Restriction on Simultaneous Long and Short Positions

It's important to note that you cannot hold both long and short positions on the same stock within the same securities account. If you attempt to short sell the same quantity of stock you currently hold, it will be treated as closing your position. Selling more than you own will cause the order to be rejected. To initiate a trade in the opposite direction, you must first close your existing position (i.e., sell your held shares) and then place the new short selling order. For instance, if you possess 200 shares of BABA and wish to short sell, you must sell these 200 shares before placing a short selling order. An attempt to directly sell 400 shares will lead to order rejection.

Similarly, if you have shorted a stock and wish to buy a greater number of shares than your short position, the order will not proceed. You must first cover the short position (i.e., repurchase the shorted shares) before placing a new buy order. For example, with a short position of 200 shares in BABA, all 200 shares must be bought back before executing a new buy order. Attempting to purchase 400 shares outright will result in order failure.

If a dividend is paid while you are short selling, the short seller must compensate the lender with the equivalent dividend amount.

When you short sell a stock, you're selling shares you've borrowed, not owned. Therefore, any dividends paid during your short selling period are rightfully owed to the lender of the shares. If a dividend is distributed while you hold a short position and you still maintain that position one trading day before the ex-dividend date, Long Bridge Securities will deduct the equivalent dividend amount from your account on the dividend payout date. To avoid this charge, you can close your position one trading day before the ex-dividend date.
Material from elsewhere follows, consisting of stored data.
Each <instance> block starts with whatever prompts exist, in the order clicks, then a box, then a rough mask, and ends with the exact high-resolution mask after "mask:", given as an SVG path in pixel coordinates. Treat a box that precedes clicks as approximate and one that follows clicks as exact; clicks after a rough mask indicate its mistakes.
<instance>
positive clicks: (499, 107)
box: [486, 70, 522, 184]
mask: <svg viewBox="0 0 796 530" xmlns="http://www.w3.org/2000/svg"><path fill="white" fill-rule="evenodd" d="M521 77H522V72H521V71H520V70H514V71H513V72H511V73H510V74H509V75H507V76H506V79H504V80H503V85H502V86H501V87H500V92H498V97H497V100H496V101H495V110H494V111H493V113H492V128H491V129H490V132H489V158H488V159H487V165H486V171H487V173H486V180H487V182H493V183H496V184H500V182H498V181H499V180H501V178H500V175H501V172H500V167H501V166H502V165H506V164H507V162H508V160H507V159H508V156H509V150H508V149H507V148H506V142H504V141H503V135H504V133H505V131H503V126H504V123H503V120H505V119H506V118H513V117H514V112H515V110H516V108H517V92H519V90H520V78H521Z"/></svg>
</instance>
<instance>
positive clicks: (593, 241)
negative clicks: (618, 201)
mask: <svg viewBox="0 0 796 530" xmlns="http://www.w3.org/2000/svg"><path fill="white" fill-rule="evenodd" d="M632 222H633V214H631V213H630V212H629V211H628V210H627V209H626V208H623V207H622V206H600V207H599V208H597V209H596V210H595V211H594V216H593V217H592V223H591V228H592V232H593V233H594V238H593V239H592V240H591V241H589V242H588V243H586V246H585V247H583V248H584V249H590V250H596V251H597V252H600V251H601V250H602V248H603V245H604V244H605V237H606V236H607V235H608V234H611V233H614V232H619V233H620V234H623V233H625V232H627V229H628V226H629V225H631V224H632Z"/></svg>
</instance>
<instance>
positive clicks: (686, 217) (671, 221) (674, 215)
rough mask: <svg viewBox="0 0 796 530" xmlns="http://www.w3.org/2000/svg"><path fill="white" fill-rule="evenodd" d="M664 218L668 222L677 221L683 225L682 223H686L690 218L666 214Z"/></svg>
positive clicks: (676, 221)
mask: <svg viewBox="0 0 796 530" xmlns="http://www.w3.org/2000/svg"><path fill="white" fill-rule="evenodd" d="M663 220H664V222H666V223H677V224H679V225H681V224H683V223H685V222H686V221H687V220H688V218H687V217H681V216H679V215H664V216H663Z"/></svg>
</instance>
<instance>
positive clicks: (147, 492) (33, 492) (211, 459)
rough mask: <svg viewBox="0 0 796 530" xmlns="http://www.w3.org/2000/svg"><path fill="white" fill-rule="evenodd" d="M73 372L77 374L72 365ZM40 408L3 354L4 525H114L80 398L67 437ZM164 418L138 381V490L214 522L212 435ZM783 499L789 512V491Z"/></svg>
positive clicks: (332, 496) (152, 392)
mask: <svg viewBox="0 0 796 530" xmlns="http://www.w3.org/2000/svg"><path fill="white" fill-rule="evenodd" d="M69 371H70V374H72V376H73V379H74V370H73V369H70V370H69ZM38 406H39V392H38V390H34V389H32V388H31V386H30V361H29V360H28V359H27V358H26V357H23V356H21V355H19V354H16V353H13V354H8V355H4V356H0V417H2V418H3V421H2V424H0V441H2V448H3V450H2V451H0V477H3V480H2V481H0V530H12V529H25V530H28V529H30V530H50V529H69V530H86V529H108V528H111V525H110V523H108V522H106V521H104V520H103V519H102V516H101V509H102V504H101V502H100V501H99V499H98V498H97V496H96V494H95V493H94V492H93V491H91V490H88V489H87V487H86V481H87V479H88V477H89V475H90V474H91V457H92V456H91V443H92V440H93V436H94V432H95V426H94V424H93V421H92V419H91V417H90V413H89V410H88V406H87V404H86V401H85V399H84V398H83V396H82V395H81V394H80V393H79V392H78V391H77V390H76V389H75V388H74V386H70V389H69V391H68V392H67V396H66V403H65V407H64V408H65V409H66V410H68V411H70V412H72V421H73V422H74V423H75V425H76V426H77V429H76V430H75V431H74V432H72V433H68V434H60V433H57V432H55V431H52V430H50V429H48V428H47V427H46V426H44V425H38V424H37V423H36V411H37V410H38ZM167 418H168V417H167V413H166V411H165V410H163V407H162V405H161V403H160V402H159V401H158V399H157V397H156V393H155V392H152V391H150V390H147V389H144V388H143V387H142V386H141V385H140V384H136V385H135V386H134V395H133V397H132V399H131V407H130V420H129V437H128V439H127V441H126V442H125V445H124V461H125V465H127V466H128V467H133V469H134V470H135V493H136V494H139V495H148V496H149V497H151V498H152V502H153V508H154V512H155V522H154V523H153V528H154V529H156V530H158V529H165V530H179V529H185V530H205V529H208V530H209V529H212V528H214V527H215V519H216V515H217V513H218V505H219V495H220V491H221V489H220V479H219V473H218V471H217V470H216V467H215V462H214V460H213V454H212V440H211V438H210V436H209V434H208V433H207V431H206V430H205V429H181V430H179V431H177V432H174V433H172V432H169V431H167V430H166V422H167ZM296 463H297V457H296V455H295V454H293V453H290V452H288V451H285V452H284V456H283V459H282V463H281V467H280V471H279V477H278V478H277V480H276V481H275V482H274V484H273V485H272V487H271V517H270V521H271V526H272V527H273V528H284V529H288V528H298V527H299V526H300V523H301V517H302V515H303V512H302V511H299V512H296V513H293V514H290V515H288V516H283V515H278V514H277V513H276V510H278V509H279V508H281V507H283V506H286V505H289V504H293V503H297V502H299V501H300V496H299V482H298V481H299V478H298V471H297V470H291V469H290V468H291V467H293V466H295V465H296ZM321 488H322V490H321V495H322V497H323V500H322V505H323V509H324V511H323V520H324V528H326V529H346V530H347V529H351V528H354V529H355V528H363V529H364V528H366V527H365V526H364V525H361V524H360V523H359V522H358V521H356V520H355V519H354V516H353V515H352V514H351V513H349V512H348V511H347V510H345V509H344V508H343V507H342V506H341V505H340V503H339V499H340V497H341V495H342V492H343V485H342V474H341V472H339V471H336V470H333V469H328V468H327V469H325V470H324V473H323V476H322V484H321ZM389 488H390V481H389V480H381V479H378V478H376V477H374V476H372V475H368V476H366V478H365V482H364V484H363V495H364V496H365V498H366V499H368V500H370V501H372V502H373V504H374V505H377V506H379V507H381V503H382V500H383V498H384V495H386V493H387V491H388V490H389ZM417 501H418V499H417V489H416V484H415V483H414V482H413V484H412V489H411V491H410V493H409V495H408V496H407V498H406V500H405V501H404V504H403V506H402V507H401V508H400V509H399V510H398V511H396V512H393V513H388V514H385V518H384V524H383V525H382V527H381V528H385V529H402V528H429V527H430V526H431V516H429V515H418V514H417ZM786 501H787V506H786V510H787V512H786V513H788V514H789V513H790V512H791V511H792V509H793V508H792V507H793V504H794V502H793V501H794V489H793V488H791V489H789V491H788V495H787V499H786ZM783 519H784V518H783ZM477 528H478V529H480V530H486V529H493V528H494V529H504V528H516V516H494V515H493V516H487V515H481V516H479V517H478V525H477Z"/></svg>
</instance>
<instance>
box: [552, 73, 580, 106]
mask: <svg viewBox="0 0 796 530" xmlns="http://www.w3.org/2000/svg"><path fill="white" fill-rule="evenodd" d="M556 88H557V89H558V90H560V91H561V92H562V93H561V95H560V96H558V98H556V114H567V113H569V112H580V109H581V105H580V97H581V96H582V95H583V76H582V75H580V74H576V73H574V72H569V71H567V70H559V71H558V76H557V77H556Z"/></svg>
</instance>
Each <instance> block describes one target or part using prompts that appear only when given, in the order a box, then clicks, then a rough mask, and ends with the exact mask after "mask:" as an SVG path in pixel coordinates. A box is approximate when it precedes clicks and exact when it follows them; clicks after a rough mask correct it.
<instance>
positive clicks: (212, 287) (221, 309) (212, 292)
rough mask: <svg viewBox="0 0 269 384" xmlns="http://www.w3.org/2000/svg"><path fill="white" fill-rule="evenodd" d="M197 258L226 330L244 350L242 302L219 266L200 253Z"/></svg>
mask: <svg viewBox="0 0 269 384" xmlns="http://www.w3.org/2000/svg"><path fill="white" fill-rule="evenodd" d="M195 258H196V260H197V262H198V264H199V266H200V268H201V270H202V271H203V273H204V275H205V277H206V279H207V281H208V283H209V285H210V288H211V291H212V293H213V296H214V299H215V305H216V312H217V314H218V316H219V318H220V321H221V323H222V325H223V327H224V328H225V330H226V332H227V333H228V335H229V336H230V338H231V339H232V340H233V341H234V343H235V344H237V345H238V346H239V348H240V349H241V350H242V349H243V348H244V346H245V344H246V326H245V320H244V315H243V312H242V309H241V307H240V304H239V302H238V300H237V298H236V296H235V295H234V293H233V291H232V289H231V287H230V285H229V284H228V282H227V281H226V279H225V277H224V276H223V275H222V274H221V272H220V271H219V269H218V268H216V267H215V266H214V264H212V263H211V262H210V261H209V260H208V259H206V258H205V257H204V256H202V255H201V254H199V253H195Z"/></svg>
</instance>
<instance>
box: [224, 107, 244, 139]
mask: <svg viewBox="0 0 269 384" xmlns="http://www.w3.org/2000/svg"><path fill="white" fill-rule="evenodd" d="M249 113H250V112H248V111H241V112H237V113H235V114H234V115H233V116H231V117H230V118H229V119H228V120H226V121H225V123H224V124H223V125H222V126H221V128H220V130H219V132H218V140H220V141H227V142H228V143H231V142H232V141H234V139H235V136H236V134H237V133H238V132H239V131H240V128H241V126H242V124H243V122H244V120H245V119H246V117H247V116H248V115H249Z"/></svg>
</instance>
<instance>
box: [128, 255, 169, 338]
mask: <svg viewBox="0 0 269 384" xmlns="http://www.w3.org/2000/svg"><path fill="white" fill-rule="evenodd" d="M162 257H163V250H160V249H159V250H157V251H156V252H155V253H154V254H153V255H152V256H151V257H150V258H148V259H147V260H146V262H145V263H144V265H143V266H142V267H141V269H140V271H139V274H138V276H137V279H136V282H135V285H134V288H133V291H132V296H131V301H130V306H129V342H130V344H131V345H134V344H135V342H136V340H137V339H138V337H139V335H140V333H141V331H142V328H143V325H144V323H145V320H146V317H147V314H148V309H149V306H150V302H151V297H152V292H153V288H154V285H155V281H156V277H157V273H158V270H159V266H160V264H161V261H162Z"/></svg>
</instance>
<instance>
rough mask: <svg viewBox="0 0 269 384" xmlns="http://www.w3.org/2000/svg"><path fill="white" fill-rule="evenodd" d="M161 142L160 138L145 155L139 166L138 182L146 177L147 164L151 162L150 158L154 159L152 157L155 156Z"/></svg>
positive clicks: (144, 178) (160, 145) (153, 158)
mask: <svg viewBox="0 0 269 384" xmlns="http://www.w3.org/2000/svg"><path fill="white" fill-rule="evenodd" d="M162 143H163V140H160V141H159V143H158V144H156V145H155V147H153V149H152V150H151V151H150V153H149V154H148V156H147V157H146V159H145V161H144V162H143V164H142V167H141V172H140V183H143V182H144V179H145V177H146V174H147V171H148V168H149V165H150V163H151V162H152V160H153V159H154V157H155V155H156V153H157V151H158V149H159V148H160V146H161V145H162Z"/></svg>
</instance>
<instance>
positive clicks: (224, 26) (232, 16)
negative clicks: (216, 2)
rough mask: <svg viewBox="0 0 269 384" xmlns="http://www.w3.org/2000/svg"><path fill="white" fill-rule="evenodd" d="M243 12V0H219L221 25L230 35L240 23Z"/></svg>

The risks of short-selling (securities financing) in US stocks include:

Asymmetrical Risk and Reward

The asymmetry between risk and reward is an inherent risk of short-selling. Theoretically, when an investor buys a stock, the maximum potential loss is the stock price dropping to zero, which equals a loss of 100%. However, when an investor short sells a stock, the potential loss is unlimited as the stock price could continue to rise, potentially resulting in a loss of 200%, 300%, or more.

Time Cost

Time factor must be taken into consideration when selling short. On the one hand, short selling incurs interest costs every day, which accumulate over time. On the other hand, the greatest uncertainty in short-selling comes from time. If investors hold a short position for a long time, they may have to endure losses caused by fluctuations in stock prices.

Borrowing Risk

After placing a short-selling order, the borrowing fee rate remains variable. The borrowing fee that investors ultimately pay is calculated based on the actual borrowing fee for each day from T+1 and is settled monthly. No one can predetermine the short-selling borrowing rate. If the short-selling demand for a stock significantly increases during the period when investors hold its short position, it may lead to a substantial increase in borrowing fee rate, and investors will have to bear the increased short-selling costs. In some cases, this may result in losses in the short position.

Corporate Actions

Some corporate actions (such as mergers, acquisitions, dividend payments, etc) may increase short-selling costs. For example, when a company announces a dividend payment, it usually reduces the supply of the shares in the market, which may lead to higher short selling costs.

Delisting and Suspension

When a stock is delisted or suspended from trading, investors may not be able to cover their short positions because the stock cannot be traded. However, the securities financing activity is still recorded and it can only be terminated when the delisting process is completed or trading is resumed. This process may take several days, months, or even longer, especially when the company undergoes bankruptcy liquidation. During this period, investors have to continue to pay securities borrowing fees based on the delisting price or the price of the latest trading day, which can sometimes be very high.